Create a trackable checklist with:
→ Load references/workflow-patterns.md for checklist patterns and examples.
Force the model to stop and ask the user before:
→ Load references/workflow-patterns.md for confirmation gate patterns.
If the skill benefits from flags like --quick, --style, --regenerate N:
→ Load references/parameter-system.md for $ARGUMENTS, flags, argument-hint, and partial execution patterns.
Three techniques that dramatically improve output quality:
→ Load references/writing-techniques.md for all three with examples.
Ask: "What would Claude's lazy default look like for this task?" Then explicitly forbid it.
→ Load references/writing-techniques.md for anti-pattern examples.
Add concrete, verifiable checks. Each item must be specific enough that the model can check it by looking at the output. Not "ensure good quality" but "no placeholder text remaining (TODO, FIXME, xxx)."
→ Load references/output-patterns.md for checklist patterns and priority-based output.
→ Load references/architecture-guide.md for detailed patterns.
Present the skill summary to the user and confirm before packaging.
name and description only (plus optional allowed-tools, license, metadata)python3 scripts/package_skill.py <path/to/skill-folder> [output-directory]
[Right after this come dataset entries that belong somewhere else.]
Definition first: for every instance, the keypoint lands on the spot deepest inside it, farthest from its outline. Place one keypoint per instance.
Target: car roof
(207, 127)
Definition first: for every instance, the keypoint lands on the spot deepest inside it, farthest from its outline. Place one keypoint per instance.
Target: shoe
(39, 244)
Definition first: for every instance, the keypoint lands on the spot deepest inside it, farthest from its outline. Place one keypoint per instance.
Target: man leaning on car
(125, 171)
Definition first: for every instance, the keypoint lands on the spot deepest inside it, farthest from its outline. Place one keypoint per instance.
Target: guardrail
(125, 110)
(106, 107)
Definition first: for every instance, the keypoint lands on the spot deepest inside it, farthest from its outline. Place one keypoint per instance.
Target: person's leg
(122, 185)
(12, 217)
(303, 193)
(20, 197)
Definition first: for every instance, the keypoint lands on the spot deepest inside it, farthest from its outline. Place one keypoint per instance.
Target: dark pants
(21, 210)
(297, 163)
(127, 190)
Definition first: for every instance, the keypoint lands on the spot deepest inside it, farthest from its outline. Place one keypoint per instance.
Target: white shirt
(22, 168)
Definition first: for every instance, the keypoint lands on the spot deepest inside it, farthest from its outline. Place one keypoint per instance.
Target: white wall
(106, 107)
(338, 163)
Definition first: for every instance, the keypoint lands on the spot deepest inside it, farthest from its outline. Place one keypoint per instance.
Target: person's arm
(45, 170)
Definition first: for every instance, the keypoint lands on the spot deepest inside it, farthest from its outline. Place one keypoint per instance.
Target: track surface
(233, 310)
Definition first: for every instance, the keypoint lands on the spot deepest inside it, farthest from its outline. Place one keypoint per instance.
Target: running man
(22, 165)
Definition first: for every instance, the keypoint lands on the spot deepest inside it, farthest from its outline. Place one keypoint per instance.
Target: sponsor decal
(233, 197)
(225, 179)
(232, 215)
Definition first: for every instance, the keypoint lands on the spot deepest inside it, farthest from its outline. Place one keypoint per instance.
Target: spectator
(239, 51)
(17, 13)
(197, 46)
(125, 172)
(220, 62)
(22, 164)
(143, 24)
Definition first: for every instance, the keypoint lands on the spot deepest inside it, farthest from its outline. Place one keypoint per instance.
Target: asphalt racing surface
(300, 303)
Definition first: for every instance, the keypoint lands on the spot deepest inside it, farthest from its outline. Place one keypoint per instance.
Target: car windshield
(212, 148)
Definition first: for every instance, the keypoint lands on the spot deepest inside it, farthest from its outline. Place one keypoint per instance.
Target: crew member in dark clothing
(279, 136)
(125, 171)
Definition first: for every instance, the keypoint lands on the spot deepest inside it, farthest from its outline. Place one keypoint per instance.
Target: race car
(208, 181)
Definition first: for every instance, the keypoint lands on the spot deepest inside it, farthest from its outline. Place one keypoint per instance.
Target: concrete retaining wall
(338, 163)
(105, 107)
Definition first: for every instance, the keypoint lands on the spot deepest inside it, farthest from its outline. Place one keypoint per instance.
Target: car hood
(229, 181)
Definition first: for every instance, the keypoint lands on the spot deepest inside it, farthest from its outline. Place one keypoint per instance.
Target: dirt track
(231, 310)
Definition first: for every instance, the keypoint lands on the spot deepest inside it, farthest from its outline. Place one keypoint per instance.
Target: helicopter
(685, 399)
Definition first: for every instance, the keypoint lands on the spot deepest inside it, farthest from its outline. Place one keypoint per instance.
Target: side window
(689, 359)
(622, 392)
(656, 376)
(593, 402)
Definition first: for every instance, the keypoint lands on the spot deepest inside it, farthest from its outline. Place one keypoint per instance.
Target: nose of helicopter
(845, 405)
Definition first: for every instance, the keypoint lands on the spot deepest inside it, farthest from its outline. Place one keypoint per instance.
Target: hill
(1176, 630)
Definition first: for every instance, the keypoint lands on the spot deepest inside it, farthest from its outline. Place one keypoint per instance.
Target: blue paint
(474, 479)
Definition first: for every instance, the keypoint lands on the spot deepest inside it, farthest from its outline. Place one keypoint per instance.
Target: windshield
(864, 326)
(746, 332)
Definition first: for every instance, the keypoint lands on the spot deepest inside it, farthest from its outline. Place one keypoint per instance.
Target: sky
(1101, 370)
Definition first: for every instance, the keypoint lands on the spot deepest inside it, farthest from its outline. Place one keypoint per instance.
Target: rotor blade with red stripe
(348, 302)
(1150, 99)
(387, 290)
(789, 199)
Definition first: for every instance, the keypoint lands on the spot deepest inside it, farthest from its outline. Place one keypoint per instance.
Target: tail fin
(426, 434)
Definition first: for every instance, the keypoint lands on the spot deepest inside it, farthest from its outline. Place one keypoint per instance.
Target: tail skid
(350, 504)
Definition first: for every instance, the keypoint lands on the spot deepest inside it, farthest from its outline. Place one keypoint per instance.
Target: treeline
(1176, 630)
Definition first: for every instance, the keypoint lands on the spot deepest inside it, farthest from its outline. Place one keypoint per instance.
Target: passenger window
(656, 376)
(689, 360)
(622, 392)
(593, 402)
Validates automatically before packaging. Fix errors and re-run.
After real usage:
Make data-driven prioritization decisions faster
Draft PRDs, status updates, and stakeholder presentations
Example
Create executive summary of Q3 roadmap, monthly progress report, feature launch announcement
Save 3-5 hours/week on communication overhead
Prerequisites
Time Estimate
30-60 minutes to see productivity improvements
Steps
Common Pitfalls
✓ Do
✗ Don't
💡 Pro Tips
✓ Use when
Use for user story writing, competitive research, roadmap prioritization, stakeholder communication, and PRD drafting. Best for reducing repetitive documentation and research work.
✗ Avoid when
Avoid for strategic product vision (requires deep customer empathy), pricing decisions (needs market and financial expertise), or when face-to-face customer discovery is more valuable than speed.
mattpocock/skills
parcadei/continuous-claude-v3
cursor/plugins
ailabs-393/ai-labs-claude-skills
pproenca/dot-skills
mattpocock/skills
Solid pick for teams standardizing on skills: skill-forge is focused, and the summary matches what you get after install.
We added skill-forge from the explainx registry; install was straightforward and the SKILL.md answered most questions upfront.
Keeps context tight: skill-forge is the kind of skill you can hand to a new teammate without a long onboarding doc.
skill-forge fits our agent workflows well — practical, well scoped, and easy to wire into existing repos.
skill-forge is among the better-maintained entries we tried; worth keeping pinned for repeat workflows.
skill-forge has been reliable in day-to-day use. Documentation quality is above average for community skills.
skill-forge reduced setup friction for our internal harness; good balance of opinion and flexibility.
skill-forge reduced setup friction for our internal harness; good balance of opinion and flexibility.
Solid pick for teams standardizing on skills: skill-forge is focused, and the summary matches what you get after install.
Registry listing for skill-forge matched our evaluation — installs cleanly and behaves as described in the markdown.